[Haskell-cafe] about Haskell code written to be "too smart"

Alberto G. Corona agocorona at gmail.com
Tue Mar 24 21:09:27 EDT 2009

Perhaps is much easier to create one line compositions of functions in
haskell rather than in C because the type system helps a lot in the process.
However, reusability of source code and maintainability has never been taken
seriously by haskell programmers, simply because there are no industrial
projects in Haskell with dozens of people with different skills that come
and go. Because that, probably the early C programers were far more
exhuberant than the current C++ and Java programmers now. To have a broad
base of users and/or to assure a cheap programmers for your industrial
application has the servitude to "the rule of least power". That is another
reason for the lemma: "Avoid success at all costs"

The rule of least power
written by Tim Berners Lee;. For publishing (and, arguably, for code
reusability) "the best language is the least powerful".

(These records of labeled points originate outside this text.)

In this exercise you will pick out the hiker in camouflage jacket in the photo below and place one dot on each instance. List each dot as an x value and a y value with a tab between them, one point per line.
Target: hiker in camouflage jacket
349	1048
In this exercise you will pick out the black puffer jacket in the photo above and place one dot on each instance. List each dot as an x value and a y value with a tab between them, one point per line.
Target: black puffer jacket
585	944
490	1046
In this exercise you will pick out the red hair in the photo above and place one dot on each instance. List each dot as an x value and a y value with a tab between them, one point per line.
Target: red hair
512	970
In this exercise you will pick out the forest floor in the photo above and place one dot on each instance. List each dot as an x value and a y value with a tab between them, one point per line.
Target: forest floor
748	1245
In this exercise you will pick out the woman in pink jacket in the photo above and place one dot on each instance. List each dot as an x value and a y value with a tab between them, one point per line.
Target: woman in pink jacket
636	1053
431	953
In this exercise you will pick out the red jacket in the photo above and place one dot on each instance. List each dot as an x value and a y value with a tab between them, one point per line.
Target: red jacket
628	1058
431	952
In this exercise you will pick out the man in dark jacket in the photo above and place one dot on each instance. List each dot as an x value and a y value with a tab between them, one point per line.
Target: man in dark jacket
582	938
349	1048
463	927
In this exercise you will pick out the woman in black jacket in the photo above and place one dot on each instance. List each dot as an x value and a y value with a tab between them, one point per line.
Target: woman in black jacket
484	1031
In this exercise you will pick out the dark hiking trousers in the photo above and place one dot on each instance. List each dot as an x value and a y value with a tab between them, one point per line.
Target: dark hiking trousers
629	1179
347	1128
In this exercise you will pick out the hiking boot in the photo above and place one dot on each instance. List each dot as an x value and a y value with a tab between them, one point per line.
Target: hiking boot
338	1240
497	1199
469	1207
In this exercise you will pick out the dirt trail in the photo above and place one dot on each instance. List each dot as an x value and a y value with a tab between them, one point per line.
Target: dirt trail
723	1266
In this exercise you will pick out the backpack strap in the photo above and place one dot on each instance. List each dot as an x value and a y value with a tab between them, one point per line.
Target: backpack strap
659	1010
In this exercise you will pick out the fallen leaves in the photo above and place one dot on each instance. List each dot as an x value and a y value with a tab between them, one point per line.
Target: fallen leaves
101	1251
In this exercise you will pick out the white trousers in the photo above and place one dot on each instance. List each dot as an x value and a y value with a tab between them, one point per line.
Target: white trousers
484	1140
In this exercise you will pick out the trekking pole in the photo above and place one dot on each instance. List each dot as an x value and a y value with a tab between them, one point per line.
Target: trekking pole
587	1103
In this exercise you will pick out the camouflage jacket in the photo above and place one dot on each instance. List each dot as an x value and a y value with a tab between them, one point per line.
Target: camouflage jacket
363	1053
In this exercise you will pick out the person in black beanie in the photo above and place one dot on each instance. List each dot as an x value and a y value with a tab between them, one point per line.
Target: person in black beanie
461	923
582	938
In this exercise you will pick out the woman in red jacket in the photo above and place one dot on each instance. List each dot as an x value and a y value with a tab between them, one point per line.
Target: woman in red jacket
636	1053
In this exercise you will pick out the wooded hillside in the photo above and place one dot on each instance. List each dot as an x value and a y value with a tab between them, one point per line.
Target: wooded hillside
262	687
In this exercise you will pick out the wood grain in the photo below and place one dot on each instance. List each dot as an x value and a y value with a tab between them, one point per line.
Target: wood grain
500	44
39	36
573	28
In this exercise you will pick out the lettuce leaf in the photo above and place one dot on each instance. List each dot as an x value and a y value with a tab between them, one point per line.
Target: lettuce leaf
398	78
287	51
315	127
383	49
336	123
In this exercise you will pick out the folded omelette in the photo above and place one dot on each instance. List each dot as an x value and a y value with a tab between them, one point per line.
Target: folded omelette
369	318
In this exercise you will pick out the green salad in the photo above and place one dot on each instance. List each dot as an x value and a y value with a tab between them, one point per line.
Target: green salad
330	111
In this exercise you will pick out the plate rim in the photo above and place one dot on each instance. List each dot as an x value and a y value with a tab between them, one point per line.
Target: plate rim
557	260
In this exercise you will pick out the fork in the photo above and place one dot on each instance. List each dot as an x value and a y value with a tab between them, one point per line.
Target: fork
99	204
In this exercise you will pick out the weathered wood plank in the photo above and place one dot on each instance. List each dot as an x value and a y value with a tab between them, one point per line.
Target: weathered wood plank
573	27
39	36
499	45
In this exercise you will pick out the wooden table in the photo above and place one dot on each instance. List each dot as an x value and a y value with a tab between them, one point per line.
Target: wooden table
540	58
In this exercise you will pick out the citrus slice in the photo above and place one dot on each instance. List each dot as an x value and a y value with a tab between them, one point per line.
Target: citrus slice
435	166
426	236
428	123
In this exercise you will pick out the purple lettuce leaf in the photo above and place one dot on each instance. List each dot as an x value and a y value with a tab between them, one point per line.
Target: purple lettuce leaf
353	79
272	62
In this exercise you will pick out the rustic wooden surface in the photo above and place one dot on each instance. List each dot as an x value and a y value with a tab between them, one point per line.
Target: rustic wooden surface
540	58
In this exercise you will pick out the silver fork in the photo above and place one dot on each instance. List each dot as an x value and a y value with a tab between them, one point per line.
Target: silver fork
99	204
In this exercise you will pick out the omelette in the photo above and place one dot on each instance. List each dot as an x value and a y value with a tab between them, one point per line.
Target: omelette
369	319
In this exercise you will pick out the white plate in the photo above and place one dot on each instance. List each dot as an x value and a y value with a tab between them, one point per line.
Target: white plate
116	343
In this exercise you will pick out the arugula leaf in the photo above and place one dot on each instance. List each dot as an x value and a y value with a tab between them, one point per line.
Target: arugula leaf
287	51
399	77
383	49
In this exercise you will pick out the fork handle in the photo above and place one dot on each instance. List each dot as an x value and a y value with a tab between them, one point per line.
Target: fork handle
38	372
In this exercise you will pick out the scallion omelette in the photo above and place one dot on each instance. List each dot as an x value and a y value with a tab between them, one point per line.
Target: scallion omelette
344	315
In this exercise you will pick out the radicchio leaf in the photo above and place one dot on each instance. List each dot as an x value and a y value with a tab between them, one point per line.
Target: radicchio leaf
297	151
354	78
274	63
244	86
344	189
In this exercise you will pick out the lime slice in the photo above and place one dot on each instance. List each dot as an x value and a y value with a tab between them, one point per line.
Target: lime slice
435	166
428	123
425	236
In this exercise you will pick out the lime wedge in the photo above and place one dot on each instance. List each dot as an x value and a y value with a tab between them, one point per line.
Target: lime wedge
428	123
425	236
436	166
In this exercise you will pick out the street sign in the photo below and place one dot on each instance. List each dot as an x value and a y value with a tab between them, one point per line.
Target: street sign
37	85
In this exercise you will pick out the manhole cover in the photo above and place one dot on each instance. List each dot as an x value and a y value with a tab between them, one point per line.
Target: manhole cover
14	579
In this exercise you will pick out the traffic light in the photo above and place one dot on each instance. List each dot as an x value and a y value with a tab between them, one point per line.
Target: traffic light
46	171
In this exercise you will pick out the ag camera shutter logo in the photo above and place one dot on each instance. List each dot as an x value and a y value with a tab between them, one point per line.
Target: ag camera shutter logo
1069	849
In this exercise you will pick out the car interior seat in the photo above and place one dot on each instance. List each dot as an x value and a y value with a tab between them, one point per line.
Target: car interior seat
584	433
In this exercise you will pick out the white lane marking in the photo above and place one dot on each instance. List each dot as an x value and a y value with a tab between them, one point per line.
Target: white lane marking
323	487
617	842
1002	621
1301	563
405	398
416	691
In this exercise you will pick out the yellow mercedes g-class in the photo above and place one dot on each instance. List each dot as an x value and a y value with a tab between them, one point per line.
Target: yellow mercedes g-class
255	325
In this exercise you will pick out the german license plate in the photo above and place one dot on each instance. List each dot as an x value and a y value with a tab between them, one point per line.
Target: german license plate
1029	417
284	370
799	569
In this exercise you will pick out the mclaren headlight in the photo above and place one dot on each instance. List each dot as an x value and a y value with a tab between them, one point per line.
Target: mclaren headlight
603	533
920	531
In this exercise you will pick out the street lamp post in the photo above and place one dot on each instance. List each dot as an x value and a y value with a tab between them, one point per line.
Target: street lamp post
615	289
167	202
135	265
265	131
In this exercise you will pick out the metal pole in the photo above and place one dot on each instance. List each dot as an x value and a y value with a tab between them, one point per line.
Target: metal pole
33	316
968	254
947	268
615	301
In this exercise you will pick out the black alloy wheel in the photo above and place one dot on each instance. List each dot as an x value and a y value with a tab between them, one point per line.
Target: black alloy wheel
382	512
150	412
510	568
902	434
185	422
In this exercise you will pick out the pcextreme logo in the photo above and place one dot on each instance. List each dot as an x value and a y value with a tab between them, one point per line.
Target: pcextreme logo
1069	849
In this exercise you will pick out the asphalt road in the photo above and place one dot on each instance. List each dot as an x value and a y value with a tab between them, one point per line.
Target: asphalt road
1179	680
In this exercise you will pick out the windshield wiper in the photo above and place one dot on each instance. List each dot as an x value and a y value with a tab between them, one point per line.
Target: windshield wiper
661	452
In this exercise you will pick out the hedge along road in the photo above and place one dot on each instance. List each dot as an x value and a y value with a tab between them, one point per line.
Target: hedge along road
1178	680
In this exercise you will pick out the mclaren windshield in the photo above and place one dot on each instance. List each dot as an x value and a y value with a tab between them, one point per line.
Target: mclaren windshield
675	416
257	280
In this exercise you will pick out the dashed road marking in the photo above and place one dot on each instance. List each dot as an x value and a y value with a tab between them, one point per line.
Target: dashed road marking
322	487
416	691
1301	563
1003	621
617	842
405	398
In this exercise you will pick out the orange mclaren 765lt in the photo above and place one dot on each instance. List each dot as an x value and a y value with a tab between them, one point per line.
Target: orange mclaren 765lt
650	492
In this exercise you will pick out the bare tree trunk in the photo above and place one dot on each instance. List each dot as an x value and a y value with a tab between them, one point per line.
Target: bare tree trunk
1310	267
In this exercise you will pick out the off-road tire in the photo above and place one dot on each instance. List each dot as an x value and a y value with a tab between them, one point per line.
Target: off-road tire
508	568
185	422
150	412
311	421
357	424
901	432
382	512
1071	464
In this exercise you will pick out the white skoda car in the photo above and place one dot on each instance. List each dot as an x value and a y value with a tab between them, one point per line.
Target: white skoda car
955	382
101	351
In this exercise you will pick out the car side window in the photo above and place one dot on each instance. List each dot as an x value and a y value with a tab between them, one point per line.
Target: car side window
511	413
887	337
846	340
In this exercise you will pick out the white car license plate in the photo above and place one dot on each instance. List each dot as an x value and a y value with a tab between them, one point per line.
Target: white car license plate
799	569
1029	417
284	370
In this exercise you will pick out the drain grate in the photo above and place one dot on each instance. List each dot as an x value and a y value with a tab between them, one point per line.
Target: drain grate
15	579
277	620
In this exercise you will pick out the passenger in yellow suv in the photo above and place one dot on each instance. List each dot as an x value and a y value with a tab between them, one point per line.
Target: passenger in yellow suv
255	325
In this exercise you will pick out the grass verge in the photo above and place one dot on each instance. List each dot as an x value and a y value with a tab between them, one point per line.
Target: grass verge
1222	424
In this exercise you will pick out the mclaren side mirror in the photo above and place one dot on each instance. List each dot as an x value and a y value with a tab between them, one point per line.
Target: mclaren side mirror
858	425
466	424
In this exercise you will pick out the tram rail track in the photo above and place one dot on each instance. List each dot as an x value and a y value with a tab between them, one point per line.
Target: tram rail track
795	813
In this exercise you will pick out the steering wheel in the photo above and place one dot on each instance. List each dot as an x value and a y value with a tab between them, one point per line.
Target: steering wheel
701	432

This depressing conclusions can be overcomed if we consider that the rule of
least power  favours turing incomplete DSLs, so every industrial development
can be decomposed in two groups wich demands two different skills: 1)
 DSLs  creation  2) DSL programming

2009/3/24 Manlio Perillo <manlio_perillo at libero.it>

> Zachary Turner ha scritto:
>> [...]
> > but I do understand that one of the primary uses
>> cases and/or motivating factors for using Haskell is when you really just
>> NEED that extra abstraction and power you get from being able to do these
>> types of things.  Someone once said that "simple problems should be simple
>> and difficult problems should be possible".  That doesn't mean the difficult
>> problems become EASY.  One of the best uses for haskell is solving difficult
>> problems.  It's obviously still going to be difficult to solve, and as such
>> the writer (and hence by extension the reader) is going to have to be smart
>> as well.
> I agree with you, and in fact I'm still learning Haskell.
> The reason I'm still learning Haskell is because I like its syntax.
> And yes, I also like the ability to write efficient function by composing
> other function.
> But there is a limit.
> In C you have the ability to write assembler code, but one usually think
> twice before doing so, since it will become unreadable to most of the
> people.
> If you think that writing low level assembler code is the best solution,
> you should at least document it well, instead of assuming that the reader is
> as smart as you.
> As I have written at the begin of the thread, there are people I know
> (*much* more smarter then me), that keep themselves away from Haskell
> because they start to read some code, and they feel something is wrong.
> They *think* "ah, the author wrote code in this way just to show how smart
> he is; how can I learn a language if most of the available code is written
> in this way"?
> Note the use of the verb "think".
> This is only a sensation, and it is wrong; but sensations are important.